The reddit thread about this story mentions an app "bxActions" that sees to be
doing exactly that and might be worth a look:
[https://www.reddit.com/r/technology/comments/ae265u/samsung_...](https://www.reddit.com/r/technology/comments/ae265u/samsung_phone_users_perturbed_to_find_they_cant/edmeti2/)

------
designtofly
I'm glad this story has gone viral recently. Hopefully there will be more
pressure to stop this practice.

I've been using Android for a number of years now and between the handset
manufacturers and the wireless providers, there has been undeletable crapware
since the beginning. I've been slowly modifying my behavior in response. I
stopped buying phones directly from the wireless providers (e.g. Verizon).
This has noticeably improved my experience. Every time I upgrade my phone, I
look into the Google flagship Android phones, but they always have some
critical flaws that drive me to buy the Samsung Galaxy phones. The same thing
happened a few months ago when I chose the Galaxy S9+ over the Pixel 3's.
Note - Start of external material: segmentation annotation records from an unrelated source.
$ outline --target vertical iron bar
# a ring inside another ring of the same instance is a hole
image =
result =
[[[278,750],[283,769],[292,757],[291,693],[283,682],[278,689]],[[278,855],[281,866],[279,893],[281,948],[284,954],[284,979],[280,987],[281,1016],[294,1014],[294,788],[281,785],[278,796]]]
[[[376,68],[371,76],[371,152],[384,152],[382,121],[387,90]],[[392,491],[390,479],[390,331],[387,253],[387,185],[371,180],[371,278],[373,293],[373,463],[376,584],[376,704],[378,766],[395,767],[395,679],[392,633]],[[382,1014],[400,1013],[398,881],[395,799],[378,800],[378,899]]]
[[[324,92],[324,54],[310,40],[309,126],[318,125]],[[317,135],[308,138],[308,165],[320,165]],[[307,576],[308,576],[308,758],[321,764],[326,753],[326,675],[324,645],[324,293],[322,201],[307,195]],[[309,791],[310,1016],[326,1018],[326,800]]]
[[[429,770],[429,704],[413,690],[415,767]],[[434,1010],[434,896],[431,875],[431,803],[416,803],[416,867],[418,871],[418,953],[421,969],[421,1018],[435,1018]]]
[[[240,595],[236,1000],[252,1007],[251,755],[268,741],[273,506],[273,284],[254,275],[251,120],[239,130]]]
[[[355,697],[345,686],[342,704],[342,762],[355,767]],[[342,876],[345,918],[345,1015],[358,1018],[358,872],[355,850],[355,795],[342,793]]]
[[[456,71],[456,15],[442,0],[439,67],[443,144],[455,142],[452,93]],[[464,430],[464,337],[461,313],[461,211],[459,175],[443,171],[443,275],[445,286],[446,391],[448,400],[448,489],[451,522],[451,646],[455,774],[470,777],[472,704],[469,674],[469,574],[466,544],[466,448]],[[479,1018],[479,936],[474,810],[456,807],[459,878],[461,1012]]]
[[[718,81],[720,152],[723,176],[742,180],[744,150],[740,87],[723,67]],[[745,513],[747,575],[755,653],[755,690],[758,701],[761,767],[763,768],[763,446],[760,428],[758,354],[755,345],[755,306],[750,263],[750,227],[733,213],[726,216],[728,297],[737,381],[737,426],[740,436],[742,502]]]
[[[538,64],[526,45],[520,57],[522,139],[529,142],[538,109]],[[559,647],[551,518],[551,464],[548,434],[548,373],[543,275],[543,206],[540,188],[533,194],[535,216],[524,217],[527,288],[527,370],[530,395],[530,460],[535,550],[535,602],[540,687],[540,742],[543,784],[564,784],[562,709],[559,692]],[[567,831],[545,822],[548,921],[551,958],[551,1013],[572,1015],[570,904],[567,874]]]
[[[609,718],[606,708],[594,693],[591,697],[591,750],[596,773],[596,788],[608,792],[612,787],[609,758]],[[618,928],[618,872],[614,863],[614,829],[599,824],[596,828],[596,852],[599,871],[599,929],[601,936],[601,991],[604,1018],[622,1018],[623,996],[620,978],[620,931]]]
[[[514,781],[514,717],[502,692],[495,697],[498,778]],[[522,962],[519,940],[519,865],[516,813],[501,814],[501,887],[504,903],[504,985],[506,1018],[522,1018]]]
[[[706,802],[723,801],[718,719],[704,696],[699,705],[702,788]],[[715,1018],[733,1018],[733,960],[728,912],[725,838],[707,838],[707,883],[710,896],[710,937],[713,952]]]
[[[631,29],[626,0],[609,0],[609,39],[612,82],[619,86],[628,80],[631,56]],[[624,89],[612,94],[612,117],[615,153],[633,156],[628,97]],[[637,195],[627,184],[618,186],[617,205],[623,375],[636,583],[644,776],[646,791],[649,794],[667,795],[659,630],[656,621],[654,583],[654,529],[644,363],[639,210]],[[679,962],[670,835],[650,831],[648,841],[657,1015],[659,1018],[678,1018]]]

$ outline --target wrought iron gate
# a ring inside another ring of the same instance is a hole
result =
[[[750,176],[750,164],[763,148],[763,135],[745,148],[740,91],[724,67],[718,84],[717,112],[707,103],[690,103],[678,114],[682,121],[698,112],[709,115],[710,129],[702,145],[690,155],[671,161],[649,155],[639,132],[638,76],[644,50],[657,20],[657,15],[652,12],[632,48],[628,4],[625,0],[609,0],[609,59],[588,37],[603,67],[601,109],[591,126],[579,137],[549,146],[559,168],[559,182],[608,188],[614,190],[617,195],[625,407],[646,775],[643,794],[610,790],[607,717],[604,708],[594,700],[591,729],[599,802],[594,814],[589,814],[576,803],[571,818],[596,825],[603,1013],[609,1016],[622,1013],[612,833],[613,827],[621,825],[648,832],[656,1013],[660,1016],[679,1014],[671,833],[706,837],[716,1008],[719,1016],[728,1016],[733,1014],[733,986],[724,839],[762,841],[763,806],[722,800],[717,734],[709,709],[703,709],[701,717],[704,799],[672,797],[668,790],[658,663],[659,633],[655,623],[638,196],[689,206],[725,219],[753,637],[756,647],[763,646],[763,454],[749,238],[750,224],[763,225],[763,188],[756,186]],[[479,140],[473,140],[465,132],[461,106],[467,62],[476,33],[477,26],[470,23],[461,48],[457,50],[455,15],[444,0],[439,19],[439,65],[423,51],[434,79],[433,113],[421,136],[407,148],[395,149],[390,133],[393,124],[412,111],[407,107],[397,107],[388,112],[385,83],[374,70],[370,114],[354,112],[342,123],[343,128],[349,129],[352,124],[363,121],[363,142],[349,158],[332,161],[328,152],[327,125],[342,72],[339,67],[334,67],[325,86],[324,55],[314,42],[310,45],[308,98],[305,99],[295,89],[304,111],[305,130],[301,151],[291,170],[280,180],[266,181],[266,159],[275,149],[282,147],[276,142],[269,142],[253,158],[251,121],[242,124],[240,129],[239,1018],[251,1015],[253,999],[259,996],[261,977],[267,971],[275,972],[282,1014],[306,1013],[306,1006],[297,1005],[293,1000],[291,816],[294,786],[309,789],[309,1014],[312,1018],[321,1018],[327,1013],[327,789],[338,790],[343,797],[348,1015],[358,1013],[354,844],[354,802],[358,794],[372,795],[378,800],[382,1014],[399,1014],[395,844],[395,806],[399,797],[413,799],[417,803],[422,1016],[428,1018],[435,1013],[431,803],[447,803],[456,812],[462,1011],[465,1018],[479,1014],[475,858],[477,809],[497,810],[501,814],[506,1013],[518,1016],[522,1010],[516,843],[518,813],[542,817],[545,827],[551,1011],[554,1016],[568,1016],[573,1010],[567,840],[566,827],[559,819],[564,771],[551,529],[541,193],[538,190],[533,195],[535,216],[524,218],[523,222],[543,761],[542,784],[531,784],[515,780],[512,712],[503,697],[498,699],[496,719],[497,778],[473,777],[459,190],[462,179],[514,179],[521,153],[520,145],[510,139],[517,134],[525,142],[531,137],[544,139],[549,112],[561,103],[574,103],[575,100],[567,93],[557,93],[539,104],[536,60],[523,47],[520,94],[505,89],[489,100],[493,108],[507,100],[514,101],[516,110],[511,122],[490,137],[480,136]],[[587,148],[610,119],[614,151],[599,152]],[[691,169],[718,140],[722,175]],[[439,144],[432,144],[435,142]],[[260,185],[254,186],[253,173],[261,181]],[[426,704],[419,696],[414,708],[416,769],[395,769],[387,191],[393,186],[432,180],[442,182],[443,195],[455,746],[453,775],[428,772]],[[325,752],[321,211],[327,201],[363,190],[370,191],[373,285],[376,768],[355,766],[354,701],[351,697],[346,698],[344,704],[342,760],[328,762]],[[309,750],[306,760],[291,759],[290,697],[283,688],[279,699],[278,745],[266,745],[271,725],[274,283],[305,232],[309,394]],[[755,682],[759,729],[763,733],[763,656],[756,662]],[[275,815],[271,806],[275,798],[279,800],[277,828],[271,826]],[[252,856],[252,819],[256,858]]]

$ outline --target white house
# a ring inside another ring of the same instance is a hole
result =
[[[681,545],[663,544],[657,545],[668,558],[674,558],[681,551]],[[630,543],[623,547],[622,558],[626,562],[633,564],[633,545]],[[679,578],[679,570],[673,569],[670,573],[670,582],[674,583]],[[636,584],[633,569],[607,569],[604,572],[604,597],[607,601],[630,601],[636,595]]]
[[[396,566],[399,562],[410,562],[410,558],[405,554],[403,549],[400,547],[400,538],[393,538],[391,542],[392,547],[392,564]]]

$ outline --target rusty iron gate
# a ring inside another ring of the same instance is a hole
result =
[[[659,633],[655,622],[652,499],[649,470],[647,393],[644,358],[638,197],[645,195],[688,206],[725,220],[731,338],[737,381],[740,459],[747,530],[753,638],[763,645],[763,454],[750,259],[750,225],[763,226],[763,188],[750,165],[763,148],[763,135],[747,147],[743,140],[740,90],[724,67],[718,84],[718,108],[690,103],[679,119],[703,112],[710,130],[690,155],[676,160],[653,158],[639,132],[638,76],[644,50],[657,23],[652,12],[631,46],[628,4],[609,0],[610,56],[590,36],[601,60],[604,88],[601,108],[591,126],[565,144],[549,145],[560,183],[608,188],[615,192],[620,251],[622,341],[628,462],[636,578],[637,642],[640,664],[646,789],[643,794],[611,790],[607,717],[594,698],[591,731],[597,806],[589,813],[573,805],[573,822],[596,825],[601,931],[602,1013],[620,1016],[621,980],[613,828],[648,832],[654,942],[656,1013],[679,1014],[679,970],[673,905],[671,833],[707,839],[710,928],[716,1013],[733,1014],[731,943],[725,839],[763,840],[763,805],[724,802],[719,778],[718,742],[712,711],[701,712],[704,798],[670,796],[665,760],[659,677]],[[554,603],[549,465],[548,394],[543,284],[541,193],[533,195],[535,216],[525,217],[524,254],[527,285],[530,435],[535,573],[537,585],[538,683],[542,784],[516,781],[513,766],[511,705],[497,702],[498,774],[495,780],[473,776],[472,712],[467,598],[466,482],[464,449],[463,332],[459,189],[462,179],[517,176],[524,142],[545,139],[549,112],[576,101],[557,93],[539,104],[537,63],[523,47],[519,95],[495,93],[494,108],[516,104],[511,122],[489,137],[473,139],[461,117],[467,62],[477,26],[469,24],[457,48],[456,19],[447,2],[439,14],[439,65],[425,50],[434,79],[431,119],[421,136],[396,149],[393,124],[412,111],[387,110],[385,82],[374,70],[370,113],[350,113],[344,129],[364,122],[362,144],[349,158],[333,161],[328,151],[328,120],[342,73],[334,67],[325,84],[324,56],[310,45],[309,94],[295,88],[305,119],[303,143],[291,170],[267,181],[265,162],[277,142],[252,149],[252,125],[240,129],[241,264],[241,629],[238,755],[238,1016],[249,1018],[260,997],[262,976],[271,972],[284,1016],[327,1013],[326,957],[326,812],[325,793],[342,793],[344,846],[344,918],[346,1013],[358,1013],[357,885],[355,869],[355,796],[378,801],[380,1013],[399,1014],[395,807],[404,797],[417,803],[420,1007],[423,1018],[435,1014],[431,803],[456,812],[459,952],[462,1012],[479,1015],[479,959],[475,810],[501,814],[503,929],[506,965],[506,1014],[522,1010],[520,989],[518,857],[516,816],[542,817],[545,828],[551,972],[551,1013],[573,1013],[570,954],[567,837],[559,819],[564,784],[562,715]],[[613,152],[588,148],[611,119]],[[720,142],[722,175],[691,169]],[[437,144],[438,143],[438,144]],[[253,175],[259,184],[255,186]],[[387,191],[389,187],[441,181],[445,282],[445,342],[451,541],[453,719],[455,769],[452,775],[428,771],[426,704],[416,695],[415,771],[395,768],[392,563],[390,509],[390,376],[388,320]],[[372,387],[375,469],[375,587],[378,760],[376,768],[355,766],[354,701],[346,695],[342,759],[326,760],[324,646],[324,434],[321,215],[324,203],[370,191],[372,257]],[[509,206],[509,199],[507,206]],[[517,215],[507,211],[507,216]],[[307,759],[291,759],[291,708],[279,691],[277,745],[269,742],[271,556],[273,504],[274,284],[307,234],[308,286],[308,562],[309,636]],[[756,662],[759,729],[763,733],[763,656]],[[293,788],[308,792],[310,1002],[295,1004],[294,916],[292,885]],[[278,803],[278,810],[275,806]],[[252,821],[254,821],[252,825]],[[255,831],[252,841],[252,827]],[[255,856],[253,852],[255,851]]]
I
also always think about switching to Apple iPhone, since I do think they take
user experience and privacy more seriously than Google Android.

While I'm on the subject. Samsung, please get rid of Bixby and all of your
crappy Samsung apps. I hate the feeling that there's two OS's loaded on my
phone... the Android layer and the Samsung layer (which I never use but always
get prompted for unless I figure out how to disable it).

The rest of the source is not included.